The need to keep back-up copies of software arose when programs and data were no longer stored on paper media, but were entered from terminals and stored on disk. Back-up copies are desirable for reliability, and many modern editors automatically save a back-up copy for every file touched. This strategy is valuable for short-term back-ups, but not suitable for long-term version control, since an existing back-up copy is overwritten whenever the corresponding file is edited.
Tape archives are suitable for long-term, offline storage. If all changed files are dumped on a back-up tape once per day, old revisions remain accessible. However, tape archives are unsatisfactory for version control in several ways. First, backing up the file system every 24 hours does not capture intermediate revisions. Secondly, the old revisions are not online, and accessing them is tedious and time-consuming. In particular, it is impractical to compare several old revisions of a group, because that may require mounting and searching several tapes. Tape archives are important fail-safe tools in the event of catastrophic disk failures or accidental deletions, but they are ill-suited for version control. Conversely, version control tools do not obviate the need for tape archives.
A natural technique for keeping several old revisions online is to never delete a file. Editing a file simply creates a new file with the same name, but with a different sequence number. This technique, available as an option in DEC's VMS operating system, turns out to be inadequate for version control. First, it is prohibitively expensive in terms of storage costs, especially since no data compression techniques are employed. Secondly, indiscriminately storing every change produces too many revisions, and programmers have difficulties distinguishing them. The proliferation of revisions forces programmers to spend much time on finding and deleting useless files. Thirdly, most of the support functions like locking, logging, revision selection, and identification described in this paper are not available.
An alternative approach is to separate editing from revision control. The user may repeatedly edit a given revision, until freezing it with an explicit command.

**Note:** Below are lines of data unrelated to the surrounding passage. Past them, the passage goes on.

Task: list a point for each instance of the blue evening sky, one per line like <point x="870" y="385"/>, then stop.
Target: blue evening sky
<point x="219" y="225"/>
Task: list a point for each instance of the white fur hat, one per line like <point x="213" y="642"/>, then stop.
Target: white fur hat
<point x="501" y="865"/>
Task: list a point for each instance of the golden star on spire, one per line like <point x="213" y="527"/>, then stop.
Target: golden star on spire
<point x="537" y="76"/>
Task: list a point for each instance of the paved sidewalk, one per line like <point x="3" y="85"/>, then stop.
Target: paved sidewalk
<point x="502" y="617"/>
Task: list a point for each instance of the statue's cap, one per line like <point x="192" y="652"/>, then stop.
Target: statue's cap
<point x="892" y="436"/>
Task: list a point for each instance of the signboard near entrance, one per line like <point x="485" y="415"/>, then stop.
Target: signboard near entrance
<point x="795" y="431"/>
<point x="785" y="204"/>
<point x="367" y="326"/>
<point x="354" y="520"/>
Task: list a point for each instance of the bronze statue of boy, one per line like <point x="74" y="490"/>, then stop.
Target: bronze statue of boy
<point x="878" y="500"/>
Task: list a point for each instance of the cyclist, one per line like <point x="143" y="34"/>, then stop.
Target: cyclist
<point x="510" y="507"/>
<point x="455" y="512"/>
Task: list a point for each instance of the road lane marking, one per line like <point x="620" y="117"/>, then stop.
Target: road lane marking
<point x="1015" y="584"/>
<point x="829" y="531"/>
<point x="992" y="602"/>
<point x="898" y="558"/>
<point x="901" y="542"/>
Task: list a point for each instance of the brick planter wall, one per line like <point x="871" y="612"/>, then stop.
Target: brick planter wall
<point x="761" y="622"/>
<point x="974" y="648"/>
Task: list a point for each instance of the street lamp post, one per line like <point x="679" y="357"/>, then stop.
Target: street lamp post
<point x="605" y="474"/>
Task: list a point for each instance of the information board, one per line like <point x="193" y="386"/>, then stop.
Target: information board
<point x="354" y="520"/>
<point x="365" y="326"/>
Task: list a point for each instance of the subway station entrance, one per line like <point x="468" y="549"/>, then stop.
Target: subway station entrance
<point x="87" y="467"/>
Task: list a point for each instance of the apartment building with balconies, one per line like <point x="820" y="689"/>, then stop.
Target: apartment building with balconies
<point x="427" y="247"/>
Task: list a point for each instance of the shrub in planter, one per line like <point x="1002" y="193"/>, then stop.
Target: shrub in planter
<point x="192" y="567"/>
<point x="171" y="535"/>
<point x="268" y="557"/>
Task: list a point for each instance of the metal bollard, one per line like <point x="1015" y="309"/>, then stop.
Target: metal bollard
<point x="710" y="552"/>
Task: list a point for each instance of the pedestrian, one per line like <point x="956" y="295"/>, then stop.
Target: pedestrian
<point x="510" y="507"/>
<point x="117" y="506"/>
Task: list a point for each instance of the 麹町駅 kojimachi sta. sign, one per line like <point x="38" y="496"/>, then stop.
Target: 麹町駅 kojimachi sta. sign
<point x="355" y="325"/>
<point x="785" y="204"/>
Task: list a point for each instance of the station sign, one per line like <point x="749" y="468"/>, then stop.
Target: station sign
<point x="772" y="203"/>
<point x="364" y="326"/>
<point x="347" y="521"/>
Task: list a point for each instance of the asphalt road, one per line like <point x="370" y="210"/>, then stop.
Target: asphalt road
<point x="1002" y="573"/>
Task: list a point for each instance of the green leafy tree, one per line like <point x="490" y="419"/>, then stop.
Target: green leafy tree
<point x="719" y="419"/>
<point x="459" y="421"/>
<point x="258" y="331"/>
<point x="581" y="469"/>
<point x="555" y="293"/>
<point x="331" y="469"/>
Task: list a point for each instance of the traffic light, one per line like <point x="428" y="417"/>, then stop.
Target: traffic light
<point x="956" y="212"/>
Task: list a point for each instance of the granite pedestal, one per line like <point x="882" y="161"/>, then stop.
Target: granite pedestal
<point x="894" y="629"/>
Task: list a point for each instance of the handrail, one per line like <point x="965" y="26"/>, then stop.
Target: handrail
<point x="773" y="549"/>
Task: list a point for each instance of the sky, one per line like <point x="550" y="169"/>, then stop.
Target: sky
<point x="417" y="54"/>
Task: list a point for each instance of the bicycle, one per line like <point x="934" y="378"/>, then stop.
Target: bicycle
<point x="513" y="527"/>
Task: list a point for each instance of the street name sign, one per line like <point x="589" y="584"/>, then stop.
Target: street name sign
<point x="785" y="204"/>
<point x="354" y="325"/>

Once a revision is frozen, it is stored permanently and can no longer be modified. (In RCS, freezing a revisions is done with ci.) Editing a frozen revision implicitly creates a new one, which can again be changed repeatedly until it is frozen itself. This approach saves exactly those revisions that the user considers important, and keeps the number of revisions manageable. IBM's CLEAR/CASTER7, AT&T's SCCS3, CMU's SDC8 and DEC's CMS9, are examples of version control systems using this approach. CLEAR/CASTER maintains a data base of programs, specifications, documentation and messages, using deltas. Its goal is to provide control over the development process from a management viewpoint. SCCS stores multiple revisions of source text in an ancestral tree, records a log entry for each revision, provides access control, and has facilities for uniquely identifying each revision. An efficient delta technique reduces the space consumed by each revision group. SDC is much simpler than SCCS because it stores not more than two revisions. However, it maintains a complete log for all old revisions, some of which may be on back-up tape. CMS, like SCCS, manages tree-structured revision groups, but offers no identification mechanism.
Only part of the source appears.